Ao mesmo tempo que o Ocidente viu uma enorme onda de solidariedade com os atentados de Paris, o Boko Haram, movimento paramilitar de inspiração islâmica semelhante ao Estado Islâmico, prossegue as suas operações. Surgem relatos de crimes, massacres e derrota ou fuga das tropas do governo da Nigéria e dos países vizinhos. Surgem também as reacções, por todo o mundo, contra o silêncio a que a situação é votada. Critica-se a hipocrisia do Ocidente que não dá a mesma atenção à Nigéria que aos cartoonistas de Paris. Surgem cartoons que mostram uma pilha de mortos ignorada por uma câmara que foca uma única campa europeia. Outros ilustram crianças nigerianas que se perguntam porque são assassinadas, se não têm lápis. Aqui, no Blasting News, também já falámos no assunto.

Na verdade, existem vários motivos para que o Ocidente não dê a mesma atenção à Nigéria que ao Charlie Hebdo. A proximidade geográfica, sim, e o facto de os ateus e os agnósticos sentirem que o ataque foi direccionado às suas próprias ideias e valores, também. Cabe a todos os que se indignam com o que se passa na Nigéria apontar esta diferença, sem dúvida. E com certeza que muitos dos líderes que estiveram em Paris têm um currículo duvidoso em termos de defesa da liberdade de expressão. Para não mencionar a própria França, cujo Ministério Público moveu um processo por delito de opinião a um humorista que só devia merecer desprezo, e não uma limitação à sua liberdade.

Mas importa saber se esta indignação com a Nigéria tem consequências práticas. A opinião da sociedade civil serve, afinal, para isso. Todos os que acusamos o Ocidente de estar ser hipócrita nesta questão, que medidas práticas vamos apoiar? Há tempos, todos colocámos na internet fotos com uma hashtag #bring back our girls. Dissemos ao mundo que estávamos contra o Boko Haram. Foi um princípio. Mas nada mais fizemos além disso. A esta altura do campeonato, é nítido que a Nigéria e os vizinhos têm dificuldades para controlar este problema.

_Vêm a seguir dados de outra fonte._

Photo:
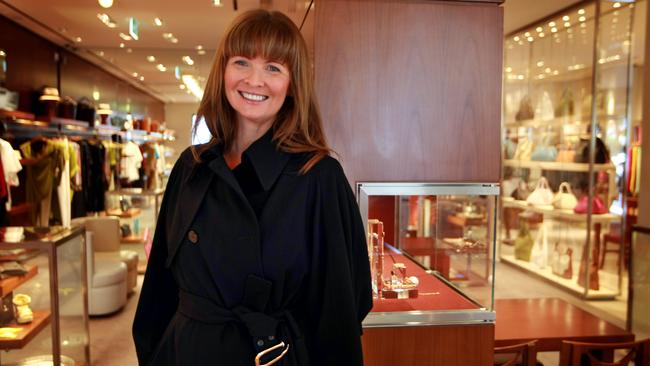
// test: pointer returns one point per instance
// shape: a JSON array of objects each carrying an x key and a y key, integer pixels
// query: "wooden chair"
[
  {"x": 602, "y": 354},
  {"x": 524, "y": 354}
]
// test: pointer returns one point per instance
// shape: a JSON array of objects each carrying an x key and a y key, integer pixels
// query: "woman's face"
[{"x": 256, "y": 88}]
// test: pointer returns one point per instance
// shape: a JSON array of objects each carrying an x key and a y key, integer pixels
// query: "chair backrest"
[
  {"x": 524, "y": 354},
  {"x": 106, "y": 233},
  {"x": 603, "y": 354}
]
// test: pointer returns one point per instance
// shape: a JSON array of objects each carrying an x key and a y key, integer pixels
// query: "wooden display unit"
[{"x": 28, "y": 332}]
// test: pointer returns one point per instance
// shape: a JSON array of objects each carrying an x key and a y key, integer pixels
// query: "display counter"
[{"x": 431, "y": 253}]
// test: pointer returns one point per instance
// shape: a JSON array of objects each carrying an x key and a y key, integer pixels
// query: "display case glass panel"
[
  {"x": 431, "y": 250},
  {"x": 53, "y": 289}
]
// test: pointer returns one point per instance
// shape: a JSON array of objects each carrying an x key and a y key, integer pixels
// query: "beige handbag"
[{"x": 565, "y": 199}]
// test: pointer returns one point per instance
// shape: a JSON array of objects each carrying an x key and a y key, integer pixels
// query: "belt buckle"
[{"x": 262, "y": 353}]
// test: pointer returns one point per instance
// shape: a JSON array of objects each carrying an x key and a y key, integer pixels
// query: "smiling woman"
[{"x": 259, "y": 232}]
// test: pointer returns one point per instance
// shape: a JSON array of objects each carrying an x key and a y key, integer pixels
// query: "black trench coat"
[{"x": 222, "y": 285}]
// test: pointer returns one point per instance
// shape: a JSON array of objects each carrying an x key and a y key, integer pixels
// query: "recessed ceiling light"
[
  {"x": 188, "y": 60},
  {"x": 105, "y": 3}
]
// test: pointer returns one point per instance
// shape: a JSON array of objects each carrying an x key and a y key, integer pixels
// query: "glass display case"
[
  {"x": 44, "y": 315},
  {"x": 431, "y": 249},
  {"x": 566, "y": 182},
  {"x": 137, "y": 209}
]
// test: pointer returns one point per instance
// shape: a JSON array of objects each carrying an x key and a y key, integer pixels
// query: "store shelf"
[
  {"x": 567, "y": 215},
  {"x": 9, "y": 284},
  {"x": 132, "y": 239},
  {"x": 552, "y": 165},
  {"x": 569, "y": 284},
  {"x": 27, "y": 332},
  {"x": 132, "y": 212}
]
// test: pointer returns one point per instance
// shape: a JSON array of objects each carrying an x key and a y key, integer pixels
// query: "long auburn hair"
[{"x": 298, "y": 125}]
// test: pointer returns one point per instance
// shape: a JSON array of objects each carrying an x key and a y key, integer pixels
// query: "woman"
[{"x": 259, "y": 253}]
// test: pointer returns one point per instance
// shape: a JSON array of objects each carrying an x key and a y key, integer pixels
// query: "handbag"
[
  {"x": 523, "y": 244},
  {"x": 561, "y": 261},
  {"x": 542, "y": 195},
  {"x": 600, "y": 157},
  {"x": 565, "y": 108},
  {"x": 524, "y": 150},
  {"x": 565, "y": 199},
  {"x": 597, "y": 206},
  {"x": 522, "y": 191},
  {"x": 544, "y": 152},
  {"x": 566, "y": 155},
  {"x": 526, "y": 110}
]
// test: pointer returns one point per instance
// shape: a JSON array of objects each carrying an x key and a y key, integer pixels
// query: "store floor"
[{"x": 111, "y": 342}]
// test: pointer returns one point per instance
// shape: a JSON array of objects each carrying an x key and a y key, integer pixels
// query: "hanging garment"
[
  {"x": 42, "y": 176},
  {"x": 131, "y": 161},
  {"x": 10, "y": 167}
]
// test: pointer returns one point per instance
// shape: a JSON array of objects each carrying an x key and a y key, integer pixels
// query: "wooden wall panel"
[
  {"x": 458, "y": 345},
  {"x": 32, "y": 64},
  {"x": 411, "y": 90}
]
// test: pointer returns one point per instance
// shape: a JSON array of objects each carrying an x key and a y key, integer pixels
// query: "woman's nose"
[{"x": 254, "y": 77}]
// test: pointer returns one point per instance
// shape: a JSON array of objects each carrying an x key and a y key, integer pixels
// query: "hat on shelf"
[
  {"x": 50, "y": 93},
  {"x": 104, "y": 109}
]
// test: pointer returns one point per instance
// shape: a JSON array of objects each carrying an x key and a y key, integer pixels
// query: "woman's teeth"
[{"x": 253, "y": 97}]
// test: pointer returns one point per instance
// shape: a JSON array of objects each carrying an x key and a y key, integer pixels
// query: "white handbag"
[
  {"x": 542, "y": 195},
  {"x": 565, "y": 199}
]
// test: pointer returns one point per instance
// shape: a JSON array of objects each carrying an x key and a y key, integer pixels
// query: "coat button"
[{"x": 193, "y": 237}]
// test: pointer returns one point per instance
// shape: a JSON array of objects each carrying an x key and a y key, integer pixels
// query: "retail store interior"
[{"x": 515, "y": 215}]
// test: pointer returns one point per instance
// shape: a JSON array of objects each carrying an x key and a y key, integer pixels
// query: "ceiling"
[{"x": 192, "y": 22}]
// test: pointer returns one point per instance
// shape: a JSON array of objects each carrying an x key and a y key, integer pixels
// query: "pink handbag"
[{"x": 597, "y": 206}]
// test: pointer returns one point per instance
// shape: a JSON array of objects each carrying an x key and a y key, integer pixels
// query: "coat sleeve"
[
  {"x": 159, "y": 295},
  {"x": 341, "y": 289}
]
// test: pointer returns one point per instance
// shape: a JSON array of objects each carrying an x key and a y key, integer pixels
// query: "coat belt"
[{"x": 266, "y": 330}]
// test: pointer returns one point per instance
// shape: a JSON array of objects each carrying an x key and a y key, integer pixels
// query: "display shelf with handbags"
[{"x": 576, "y": 137}]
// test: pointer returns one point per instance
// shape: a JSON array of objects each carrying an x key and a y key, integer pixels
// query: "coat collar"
[{"x": 266, "y": 159}]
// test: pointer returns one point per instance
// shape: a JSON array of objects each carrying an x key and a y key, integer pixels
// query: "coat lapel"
[{"x": 190, "y": 197}]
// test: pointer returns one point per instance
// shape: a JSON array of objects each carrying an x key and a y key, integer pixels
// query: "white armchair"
[{"x": 106, "y": 281}]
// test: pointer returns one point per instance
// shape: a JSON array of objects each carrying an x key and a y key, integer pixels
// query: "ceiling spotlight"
[
  {"x": 188, "y": 60},
  {"x": 105, "y": 3}
]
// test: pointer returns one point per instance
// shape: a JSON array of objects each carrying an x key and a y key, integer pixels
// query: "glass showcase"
[
  {"x": 44, "y": 315},
  {"x": 567, "y": 185},
  {"x": 431, "y": 250}
]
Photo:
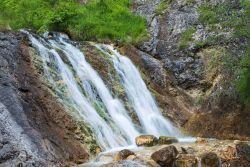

Vamos ajudá-los? Vamos pedir aos nossos governos que enviem um exército para lá, para dispersar e derrotar o Boko Haram e repôr a ordem, se o governo da Nigéria pedir essa ajuda? Fazer uma petição, junto do governo dos Estados Unidos, do Reino Unido, da França, para convocarem as Nações Unidas - ou até avançarem sem elas, ao arrepio do Direito Internacional?


Porque, no fundo, é isso que está em causa. Muitos dos que criticam a hipocrisia do Ocidente desconfiam de intervenções militares desse Ocidente. Mas certamente reconhecem que não há outra alternativa eficaz. E embora sejam pouco falados, existem vários precedentes de missões de paz das Nações Unidas que tiveram sucesso. Uma das mais célebres foi a UNAMSIL, a missão da paz que esteve na Serra Leoa entre 1999 e 2006, com ordens para ripostar aos rebeldes da RUF que espalhavam o terror no país há quase uma década. 


Portanto, será tempo de, em vez de apenas criticamos a hipocrisia dos líderes e dos outros, apelarmos ao envio de tropas, tanques e drones americanos para o nordeste da Nigéria. E, em Portugal, debatermos também se deve o governo de Passos Coelho participar numa iniciativa desse género. As crianças nigerianas pedem-nos isso.